The DSGV, the umbrella group that oversees the Sparkasse finance group’s some 500 banks, apologised to customers for the problem, which has affected some 30 million bank cards across the country.
“Sparkasse and Landesbank will pay back card holders the fees that arise from having to find other payment methods,” DSGV president Heinrich Haasis told the paper. “Even when an external program firm is responsible for the mistake, customers of Sparkasse and Landesbank can expect to be provided service without mistakes.”
The problem began at the New Year and stems from computer chips in the “EC” or “girocards,” in addition to millions of credit cards, which were not programmed to handle the transition into the new decade. Millions of Germans have been left without a means of withdrawing cash or make card payments in stores.
While banks have been working overtime to fix their software, some customers are still having trouble making payments.

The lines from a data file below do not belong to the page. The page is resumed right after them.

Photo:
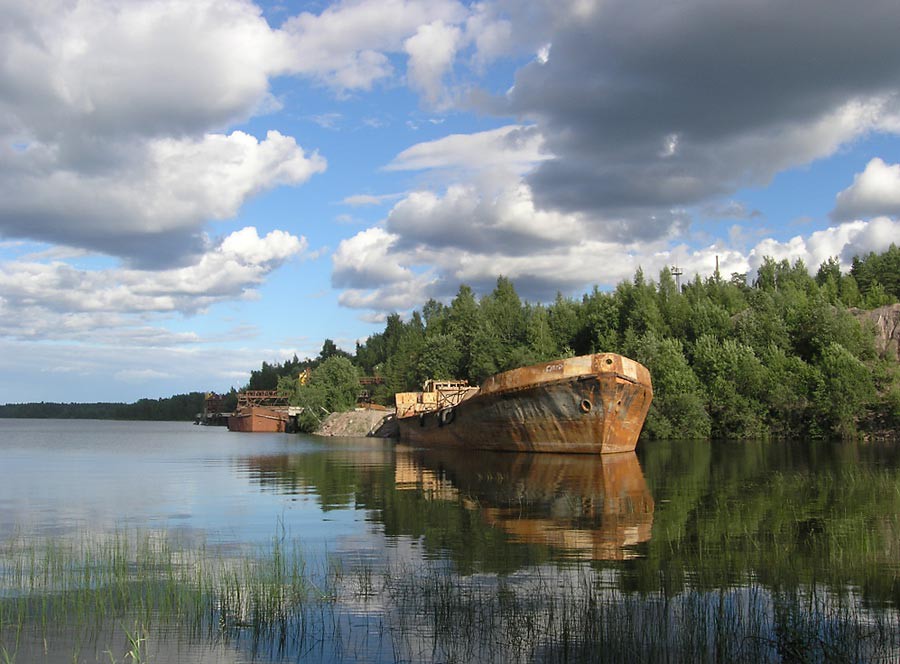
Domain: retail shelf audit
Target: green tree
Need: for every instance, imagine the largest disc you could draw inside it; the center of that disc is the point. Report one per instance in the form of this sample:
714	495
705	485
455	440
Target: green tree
845	392
677	409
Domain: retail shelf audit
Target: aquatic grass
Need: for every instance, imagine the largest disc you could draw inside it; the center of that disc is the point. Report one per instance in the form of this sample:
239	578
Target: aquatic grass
130	589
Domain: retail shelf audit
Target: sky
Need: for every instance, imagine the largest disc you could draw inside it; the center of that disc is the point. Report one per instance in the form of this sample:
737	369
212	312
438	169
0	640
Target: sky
191	187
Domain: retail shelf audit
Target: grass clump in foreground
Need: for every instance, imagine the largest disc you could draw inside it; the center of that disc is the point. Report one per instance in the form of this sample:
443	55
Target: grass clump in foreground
135	590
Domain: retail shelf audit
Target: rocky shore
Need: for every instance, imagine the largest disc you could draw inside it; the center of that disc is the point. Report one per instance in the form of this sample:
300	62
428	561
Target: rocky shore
360	423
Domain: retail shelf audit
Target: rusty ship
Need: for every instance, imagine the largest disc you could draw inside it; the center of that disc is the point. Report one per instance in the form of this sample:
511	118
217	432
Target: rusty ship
263	411
591	404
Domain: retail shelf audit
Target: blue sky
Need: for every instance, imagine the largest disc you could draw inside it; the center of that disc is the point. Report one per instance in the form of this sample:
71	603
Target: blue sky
190	188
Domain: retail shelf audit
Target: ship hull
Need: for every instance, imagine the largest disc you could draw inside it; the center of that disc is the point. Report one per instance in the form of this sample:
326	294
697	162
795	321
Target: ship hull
255	419
593	404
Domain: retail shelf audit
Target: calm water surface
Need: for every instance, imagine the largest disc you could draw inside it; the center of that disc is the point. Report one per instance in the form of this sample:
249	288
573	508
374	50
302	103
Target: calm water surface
676	516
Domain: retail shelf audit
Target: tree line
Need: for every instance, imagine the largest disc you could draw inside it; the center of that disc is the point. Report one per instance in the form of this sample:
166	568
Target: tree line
781	356
182	407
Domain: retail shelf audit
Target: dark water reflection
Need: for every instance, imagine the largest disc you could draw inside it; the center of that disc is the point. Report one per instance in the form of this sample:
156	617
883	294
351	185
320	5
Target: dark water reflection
685	519
681	514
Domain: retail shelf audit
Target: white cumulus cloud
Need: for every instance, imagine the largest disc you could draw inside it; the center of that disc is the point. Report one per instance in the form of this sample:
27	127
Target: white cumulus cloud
875	191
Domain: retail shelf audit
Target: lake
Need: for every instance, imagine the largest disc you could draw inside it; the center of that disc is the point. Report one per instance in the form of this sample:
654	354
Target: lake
282	547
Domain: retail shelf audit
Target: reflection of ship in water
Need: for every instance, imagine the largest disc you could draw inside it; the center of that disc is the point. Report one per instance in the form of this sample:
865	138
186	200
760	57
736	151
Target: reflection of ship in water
593	508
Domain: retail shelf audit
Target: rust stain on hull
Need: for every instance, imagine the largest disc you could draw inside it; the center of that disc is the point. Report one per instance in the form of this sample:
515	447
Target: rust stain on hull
589	404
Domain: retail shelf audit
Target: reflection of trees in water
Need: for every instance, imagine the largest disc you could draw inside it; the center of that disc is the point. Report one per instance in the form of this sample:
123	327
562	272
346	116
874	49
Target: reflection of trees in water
722	513
779	513
483	510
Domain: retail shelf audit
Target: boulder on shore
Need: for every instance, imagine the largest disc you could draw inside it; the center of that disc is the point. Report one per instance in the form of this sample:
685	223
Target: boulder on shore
886	321
360	423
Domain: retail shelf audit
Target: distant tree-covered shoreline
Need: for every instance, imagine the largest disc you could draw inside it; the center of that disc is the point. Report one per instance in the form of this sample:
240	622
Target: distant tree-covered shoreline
180	407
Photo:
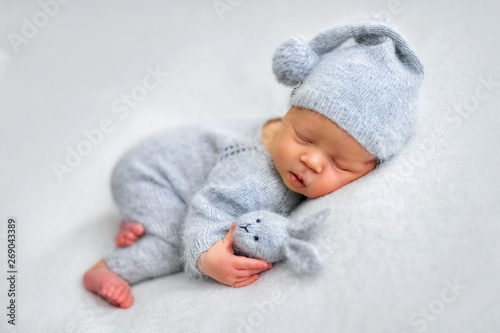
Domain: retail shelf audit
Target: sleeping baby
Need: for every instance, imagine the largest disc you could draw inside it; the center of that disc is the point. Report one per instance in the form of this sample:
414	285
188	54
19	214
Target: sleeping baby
179	192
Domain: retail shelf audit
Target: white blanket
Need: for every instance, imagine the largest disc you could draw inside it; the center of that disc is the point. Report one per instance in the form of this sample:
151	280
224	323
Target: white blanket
411	247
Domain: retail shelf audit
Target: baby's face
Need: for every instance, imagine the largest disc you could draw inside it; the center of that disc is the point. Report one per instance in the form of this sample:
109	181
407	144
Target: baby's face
314	156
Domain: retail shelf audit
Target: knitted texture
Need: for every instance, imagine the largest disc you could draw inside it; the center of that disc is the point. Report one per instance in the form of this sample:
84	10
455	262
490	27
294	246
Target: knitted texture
369	89
272	237
187	186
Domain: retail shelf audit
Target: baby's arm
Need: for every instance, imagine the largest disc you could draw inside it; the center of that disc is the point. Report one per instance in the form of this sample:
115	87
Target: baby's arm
220	263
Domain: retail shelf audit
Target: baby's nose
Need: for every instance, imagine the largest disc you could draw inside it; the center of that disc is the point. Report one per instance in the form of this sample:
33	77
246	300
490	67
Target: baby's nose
313	160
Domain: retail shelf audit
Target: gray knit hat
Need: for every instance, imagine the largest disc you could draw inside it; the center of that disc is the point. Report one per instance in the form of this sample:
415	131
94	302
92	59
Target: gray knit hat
369	89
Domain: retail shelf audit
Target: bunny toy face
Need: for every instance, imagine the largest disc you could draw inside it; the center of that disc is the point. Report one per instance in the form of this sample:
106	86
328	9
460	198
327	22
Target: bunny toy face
272	237
261	235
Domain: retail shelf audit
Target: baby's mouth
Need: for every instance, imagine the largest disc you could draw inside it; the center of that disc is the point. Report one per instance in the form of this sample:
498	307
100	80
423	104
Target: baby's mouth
296	180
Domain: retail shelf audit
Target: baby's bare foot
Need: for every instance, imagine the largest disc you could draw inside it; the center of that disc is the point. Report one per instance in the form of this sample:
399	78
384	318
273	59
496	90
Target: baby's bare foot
129	233
104	282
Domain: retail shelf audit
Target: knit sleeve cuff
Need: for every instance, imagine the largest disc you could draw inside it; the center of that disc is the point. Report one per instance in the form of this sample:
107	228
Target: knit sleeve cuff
193	253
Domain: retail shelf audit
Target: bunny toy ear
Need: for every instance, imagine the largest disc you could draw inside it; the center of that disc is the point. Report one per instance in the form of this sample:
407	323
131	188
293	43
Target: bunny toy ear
309	226
302	257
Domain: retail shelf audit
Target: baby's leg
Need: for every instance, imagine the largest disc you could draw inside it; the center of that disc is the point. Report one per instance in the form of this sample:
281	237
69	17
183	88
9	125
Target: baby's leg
129	233
104	282
151	256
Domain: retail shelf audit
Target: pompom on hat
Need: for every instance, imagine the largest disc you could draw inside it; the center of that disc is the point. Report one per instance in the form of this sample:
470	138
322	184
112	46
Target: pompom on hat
369	89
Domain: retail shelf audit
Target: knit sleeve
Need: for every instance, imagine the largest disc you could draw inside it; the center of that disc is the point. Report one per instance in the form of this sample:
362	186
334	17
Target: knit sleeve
230	191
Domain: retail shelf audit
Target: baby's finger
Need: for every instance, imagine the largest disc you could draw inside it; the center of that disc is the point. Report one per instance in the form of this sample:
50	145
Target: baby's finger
249	263
245	273
246	282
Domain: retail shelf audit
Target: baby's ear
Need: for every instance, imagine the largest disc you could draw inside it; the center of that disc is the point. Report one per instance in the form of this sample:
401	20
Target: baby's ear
302	257
309	226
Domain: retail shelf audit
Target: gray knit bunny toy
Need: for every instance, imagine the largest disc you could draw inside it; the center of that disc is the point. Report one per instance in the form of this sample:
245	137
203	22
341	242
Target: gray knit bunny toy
272	237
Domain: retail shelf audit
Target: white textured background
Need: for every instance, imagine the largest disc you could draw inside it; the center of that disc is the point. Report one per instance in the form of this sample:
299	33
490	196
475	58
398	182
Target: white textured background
397	239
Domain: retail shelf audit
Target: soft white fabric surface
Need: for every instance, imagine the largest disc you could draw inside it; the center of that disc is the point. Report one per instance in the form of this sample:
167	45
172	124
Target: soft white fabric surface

The situation has since improved at cash distributors, with bank staff working overtime to reprogram their software, but payments in shops and supermarkets are still subject to glitches.
The world’s biggest chip card maker, the French group Gemalto, is the cause of the problem, German media reported on Wednesday.
Meanwhile the private bank association BDB said some 2.5 million of its cards had been hit, and the BVR association added that four million cards issued by Germany’s cooperative banks had also been partially touched by the problem.
Around 93 million EC cards currently circulate in Germany, where cash is also a widely used form of payment.